151. On the case made by Ivax against the amendment it was very hard to ascertain the mechanism whereby a sequential administration of salmeterol and fluticasone propionate could be delivered. It seems that, in fact, double-barrelled inhalers do exist whereby one can get a dose of one drug delivered into one’s airways, immediately followed by a dose of another. I was slightly concerned about whether the team might have thought about of chemical reactivity. The evidence has shown that on tests with the Anderson’s Cascade, with simultaneous administration, the two compounds tend to agglomerate together at the bifurcation of the airways. I do not, however, know if analysis by means of the Anderson’s Cascade was available back in 1989, and I rather doubt it. When a question was asked of Professor Buckton as to whether the team in 1989 would be concerned about whether a reaction would take place in the airways, upon sequential administration, he indicated that the time involved would be very short before the substances would be absorbed into the body.
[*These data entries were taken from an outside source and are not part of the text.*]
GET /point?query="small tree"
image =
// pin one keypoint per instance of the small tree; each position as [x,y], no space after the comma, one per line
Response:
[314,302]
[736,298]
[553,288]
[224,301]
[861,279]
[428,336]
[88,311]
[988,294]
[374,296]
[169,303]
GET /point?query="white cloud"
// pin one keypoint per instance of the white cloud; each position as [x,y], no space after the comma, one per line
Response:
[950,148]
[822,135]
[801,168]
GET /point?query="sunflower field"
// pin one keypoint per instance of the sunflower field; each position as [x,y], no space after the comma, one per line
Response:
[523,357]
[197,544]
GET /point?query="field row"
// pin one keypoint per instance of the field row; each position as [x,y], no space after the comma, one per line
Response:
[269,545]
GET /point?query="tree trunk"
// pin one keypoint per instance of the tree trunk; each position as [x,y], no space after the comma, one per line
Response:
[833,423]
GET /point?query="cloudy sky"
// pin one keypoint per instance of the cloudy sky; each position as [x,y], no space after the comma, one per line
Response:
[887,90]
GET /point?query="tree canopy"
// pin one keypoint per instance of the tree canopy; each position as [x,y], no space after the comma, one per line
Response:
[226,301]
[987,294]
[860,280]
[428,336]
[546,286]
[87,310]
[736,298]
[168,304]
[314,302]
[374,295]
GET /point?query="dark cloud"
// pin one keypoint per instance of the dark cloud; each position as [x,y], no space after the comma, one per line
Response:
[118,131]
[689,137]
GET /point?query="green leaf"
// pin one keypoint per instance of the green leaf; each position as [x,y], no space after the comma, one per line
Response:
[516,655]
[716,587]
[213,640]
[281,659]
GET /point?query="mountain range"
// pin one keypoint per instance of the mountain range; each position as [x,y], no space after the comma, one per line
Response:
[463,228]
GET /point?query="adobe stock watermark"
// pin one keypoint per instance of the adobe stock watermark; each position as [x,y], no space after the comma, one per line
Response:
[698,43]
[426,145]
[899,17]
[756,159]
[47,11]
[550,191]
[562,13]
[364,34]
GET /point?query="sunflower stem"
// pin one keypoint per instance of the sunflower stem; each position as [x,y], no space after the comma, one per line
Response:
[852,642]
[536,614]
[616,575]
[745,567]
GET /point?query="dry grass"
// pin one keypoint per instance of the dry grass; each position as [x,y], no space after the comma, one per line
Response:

As in so much else, I am content that Professor Buckton is correct here. I am not sure that it has been shown by Ivax that there is anything added to this patent by the proposed amendment. I think, on the contrary, that the form of wording used has to be read in the context of the entire description in the document. This, it seems to me, makes it clear that what is involved in the patent document was the simultaneous administration of these two substances. In that regard, again, the precedent of Ventide, specifically mentioned in the description in the patent, looms large.

152. As such, were the matter to be important in terms of the decision, I would allow the amendment.




Result
153. In the result, I hold that the patent should be disallowed under s. 58 of the 1992 Act, as amended by the 2006 Act, because the subject matter of the patent was not patentable in that it did not involve an inventive step.